Some of his pieces are semi-autobiographical, expressing resentment toward his Anglo father, who is representative of the power structure that complicates his son's self-definition.
Foster's 'City Terrace' includes poems that explore the lives of Angelenos of varying backgrounds, including Japanese-Americans and happas. His other works document the history of oppression, discrimination, and internal struggle that immigrants of all backgrounds have continually experienced in America.
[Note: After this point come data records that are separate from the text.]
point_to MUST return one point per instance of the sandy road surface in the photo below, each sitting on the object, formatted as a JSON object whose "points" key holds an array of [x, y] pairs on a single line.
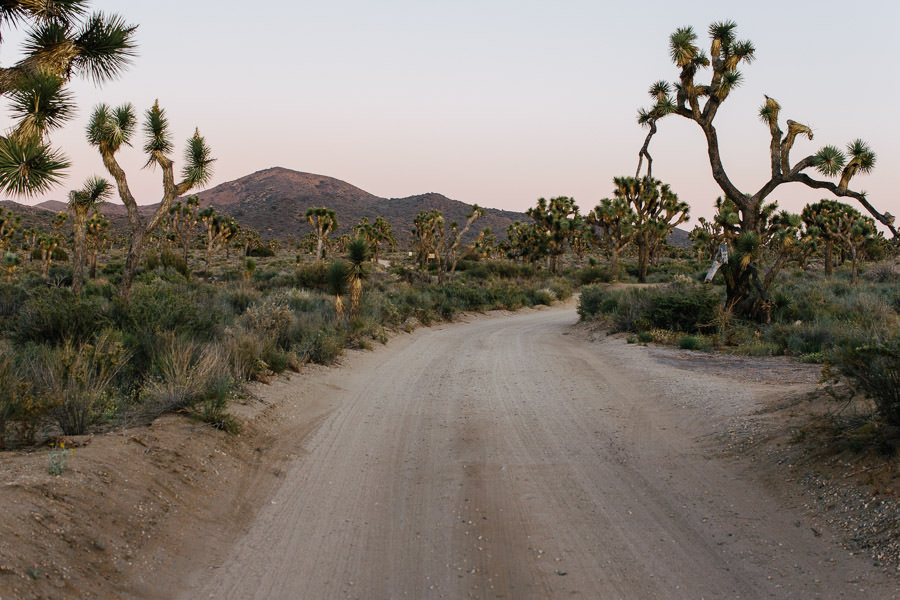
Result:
{"points": [[503, 458]]}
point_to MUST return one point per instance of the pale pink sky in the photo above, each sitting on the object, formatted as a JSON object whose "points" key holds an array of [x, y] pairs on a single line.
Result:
{"points": [[492, 102]]}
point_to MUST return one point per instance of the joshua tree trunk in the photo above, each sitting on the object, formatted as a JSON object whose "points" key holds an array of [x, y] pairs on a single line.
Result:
{"points": [[829, 256], [80, 223], [614, 263]]}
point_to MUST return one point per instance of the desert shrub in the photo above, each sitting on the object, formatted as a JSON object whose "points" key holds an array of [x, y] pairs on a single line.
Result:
{"points": [[12, 298], [302, 300], [181, 373], [244, 351], [882, 272], [213, 407], [189, 310], [176, 262], [561, 288], [271, 320], [683, 307], [75, 380], [689, 342], [543, 296], [593, 274], [507, 295], [52, 315], [321, 345], [14, 389], [261, 251], [874, 370], [240, 297], [60, 275], [590, 301]]}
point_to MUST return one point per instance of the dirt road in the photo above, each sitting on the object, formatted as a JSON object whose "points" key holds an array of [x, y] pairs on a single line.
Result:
{"points": [[506, 458]]}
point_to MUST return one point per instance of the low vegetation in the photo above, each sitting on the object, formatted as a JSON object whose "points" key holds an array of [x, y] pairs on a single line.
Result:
{"points": [[73, 363]]}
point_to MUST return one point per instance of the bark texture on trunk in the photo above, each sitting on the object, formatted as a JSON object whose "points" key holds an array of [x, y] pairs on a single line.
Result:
{"points": [[79, 243]]}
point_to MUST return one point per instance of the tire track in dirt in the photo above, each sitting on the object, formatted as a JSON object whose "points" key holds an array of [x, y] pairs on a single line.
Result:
{"points": [[502, 458]]}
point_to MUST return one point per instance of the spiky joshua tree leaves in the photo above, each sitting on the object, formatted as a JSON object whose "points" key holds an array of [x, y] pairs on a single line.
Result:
{"points": [[358, 253], [838, 223], [558, 220], [324, 221], [700, 102], [96, 189], [62, 42], [109, 129]]}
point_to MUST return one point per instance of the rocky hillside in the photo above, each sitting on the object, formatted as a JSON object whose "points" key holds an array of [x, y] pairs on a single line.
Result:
{"points": [[274, 201]]}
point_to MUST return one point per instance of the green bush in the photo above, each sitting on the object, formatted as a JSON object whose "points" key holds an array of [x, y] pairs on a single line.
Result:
{"points": [[683, 307], [53, 315], [312, 276], [689, 342], [593, 274], [590, 302], [75, 380], [874, 370]]}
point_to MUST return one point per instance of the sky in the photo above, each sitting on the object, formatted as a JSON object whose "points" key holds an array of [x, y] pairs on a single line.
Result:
{"points": [[493, 102]]}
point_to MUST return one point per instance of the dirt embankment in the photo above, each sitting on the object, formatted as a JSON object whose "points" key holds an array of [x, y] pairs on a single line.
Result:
{"points": [[503, 457]]}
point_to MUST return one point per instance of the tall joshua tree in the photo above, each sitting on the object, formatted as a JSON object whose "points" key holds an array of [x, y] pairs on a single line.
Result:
{"points": [[110, 129], [181, 222], [657, 210], [95, 189], [97, 239], [62, 42], [700, 103], [614, 219], [841, 224], [324, 221]]}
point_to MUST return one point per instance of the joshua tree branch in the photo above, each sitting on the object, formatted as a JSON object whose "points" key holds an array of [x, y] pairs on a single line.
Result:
{"points": [[644, 151]]}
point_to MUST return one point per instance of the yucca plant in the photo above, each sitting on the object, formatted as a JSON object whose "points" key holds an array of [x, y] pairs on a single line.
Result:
{"points": [[96, 189], [62, 42], [358, 253], [111, 129], [76, 380], [700, 101], [337, 278]]}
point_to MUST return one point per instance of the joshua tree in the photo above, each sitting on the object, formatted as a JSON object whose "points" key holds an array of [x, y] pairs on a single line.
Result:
{"points": [[558, 220], [428, 236], [29, 239], [615, 220], [821, 219], [358, 252], [219, 230], [700, 102], [455, 240], [526, 241], [97, 238], [182, 221], [657, 211], [485, 243], [47, 242], [337, 277], [704, 238], [838, 222], [375, 234], [9, 265], [62, 42], [109, 130], [323, 221], [95, 189], [8, 224]]}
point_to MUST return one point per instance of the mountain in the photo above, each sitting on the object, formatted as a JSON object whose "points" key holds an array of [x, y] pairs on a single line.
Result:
{"points": [[274, 202]]}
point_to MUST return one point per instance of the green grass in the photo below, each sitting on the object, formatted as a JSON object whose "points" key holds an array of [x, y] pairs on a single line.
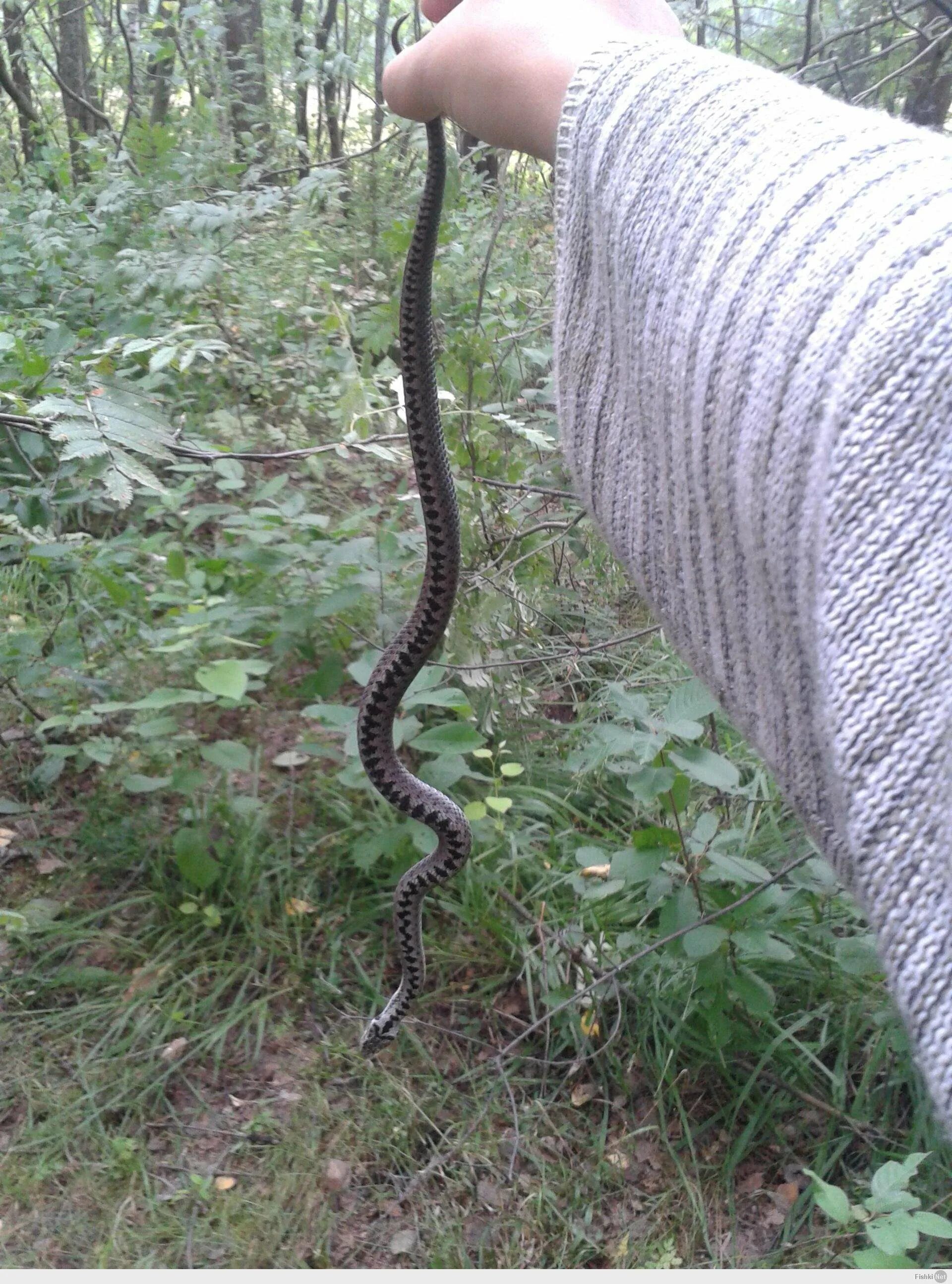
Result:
{"points": [[636, 1147]]}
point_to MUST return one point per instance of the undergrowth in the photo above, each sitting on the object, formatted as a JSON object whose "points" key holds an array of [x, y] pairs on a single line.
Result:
{"points": [[196, 877]]}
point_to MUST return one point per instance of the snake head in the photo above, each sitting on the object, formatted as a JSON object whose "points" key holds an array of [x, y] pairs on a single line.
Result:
{"points": [[377, 1037]]}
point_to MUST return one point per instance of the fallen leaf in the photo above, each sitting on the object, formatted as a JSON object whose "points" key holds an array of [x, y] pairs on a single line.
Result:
{"points": [[175, 1050], [787, 1194], [337, 1174], [773, 1217], [294, 907], [49, 865], [404, 1242], [751, 1183], [488, 1193], [583, 1094], [649, 1152], [143, 979]]}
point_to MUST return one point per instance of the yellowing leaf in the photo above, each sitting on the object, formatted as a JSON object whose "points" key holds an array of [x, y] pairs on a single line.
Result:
{"points": [[590, 1024], [583, 1094]]}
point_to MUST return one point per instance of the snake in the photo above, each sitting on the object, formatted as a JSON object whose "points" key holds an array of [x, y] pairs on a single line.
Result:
{"points": [[416, 641]]}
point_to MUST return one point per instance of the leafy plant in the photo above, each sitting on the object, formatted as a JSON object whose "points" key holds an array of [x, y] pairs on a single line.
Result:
{"points": [[892, 1218]]}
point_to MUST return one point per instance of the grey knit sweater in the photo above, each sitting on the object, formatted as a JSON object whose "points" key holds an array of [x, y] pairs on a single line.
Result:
{"points": [[755, 379]]}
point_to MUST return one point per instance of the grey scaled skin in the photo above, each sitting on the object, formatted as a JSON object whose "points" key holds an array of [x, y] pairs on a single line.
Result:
{"points": [[419, 637]]}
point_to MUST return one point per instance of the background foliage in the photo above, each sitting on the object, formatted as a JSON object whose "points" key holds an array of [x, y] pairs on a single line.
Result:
{"points": [[207, 529]]}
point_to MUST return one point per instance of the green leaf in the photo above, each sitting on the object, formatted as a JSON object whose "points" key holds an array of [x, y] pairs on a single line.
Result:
{"points": [[932, 1224], [757, 943], [875, 1260], [649, 782], [690, 703], [227, 678], [135, 784], [736, 870], [588, 857], [175, 564], [655, 836], [857, 956], [450, 739], [832, 1200], [40, 912], [753, 992], [603, 890], [636, 867], [706, 765], [705, 940], [896, 1176], [441, 698], [232, 756], [196, 863], [893, 1234]]}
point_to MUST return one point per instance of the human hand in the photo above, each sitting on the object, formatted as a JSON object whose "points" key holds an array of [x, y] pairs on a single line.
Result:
{"points": [[500, 68]]}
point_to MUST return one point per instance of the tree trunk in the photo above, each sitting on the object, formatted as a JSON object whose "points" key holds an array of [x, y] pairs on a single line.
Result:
{"points": [[381, 31], [16, 81], [161, 64], [297, 12], [487, 161], [931, 81], [75, 72], [244, 58], [329, 85]]}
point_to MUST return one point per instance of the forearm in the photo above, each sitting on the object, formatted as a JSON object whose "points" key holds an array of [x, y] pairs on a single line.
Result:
{"points": [[753, 368]]}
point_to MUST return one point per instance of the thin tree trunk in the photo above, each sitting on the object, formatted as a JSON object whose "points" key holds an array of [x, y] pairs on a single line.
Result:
{"points": [[487, 160], [381, 31], [329, 85], [244, 57], [17, 81], [77, 89], [297, 12], [161, 66], [931, 81]]}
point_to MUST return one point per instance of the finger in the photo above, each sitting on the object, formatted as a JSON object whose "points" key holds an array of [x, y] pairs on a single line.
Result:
{"points": [[407, 85], [437, 9]]}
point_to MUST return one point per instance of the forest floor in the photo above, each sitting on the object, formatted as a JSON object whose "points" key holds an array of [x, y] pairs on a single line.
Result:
{"points": [[196, 880], [259, 1137]]}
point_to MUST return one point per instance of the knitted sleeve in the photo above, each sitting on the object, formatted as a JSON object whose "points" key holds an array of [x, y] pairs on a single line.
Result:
{"points": [[755, 380]]}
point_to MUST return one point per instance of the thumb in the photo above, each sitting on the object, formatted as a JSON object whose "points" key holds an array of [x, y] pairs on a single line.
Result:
{"points": [[408, 84]]}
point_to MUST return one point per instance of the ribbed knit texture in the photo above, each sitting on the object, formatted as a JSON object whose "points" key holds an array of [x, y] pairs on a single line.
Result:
{"points": [[755, 379]]}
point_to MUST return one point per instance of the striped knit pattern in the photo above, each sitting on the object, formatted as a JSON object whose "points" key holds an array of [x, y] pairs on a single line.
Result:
{"points": [[755, 378]]}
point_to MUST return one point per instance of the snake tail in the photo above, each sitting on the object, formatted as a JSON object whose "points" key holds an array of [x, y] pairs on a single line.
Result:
{"points": [[419, 637]]}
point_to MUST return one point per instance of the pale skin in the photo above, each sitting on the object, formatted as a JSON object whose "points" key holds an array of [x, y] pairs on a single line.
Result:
{"points": [[500, 68]]}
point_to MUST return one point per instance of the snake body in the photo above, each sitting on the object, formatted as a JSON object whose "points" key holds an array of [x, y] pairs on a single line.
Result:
{"points": [[419, 637]]}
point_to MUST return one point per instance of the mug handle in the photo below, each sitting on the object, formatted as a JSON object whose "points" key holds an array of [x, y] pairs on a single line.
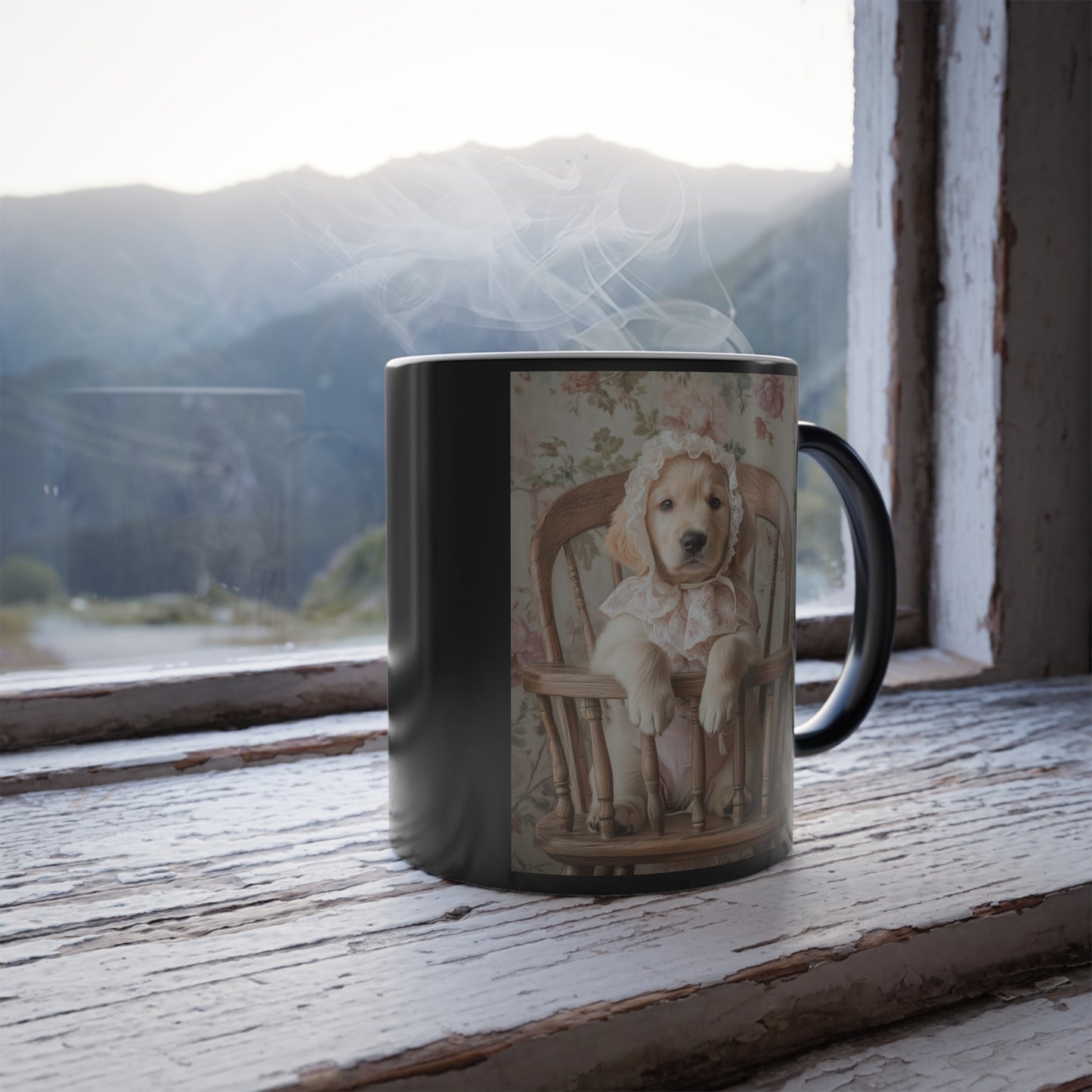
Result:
{"points": [[873, 630]]}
Sesshu Foster's conception of American identity is articulated here:
"As happa, mixed Anglo/Japanese American, growing up in the mestizaje of Chicano barrios of East L.A. during the Vietnam War, one of the first things I had to recognize was that my identity was not “ethnic,” per se, that is, my identity is not cultural (or sub-cultural — as the hyphen between ethnic-and-American, such as Italian-American or Armenian-American or Arab-American would suggest), it is historical and political. That is to say, my ID is American — my diverse heritage is that of America; this heterogeneous character to each of our identities goes back to Manifest Destiny, to the frontier and the genocide of American Indians, to an expanding American empire through the contemporary era of SFFTA, CAFTA and globalization today."
Interview with Sesshu Foster, author of 'Atomik Aztex'(2006) and 'City Terrace Field Manual' (2000)
Excerpted from a conversation with Mike Kelleher, The Buffalo Literary Center
Link: http://www.citylights.com/pub/inter.foster.html
Anyone who has interest in the cultural melange that is Los Angeles should look into the works of Sesshu Foster, who currently writes and resides in L.A.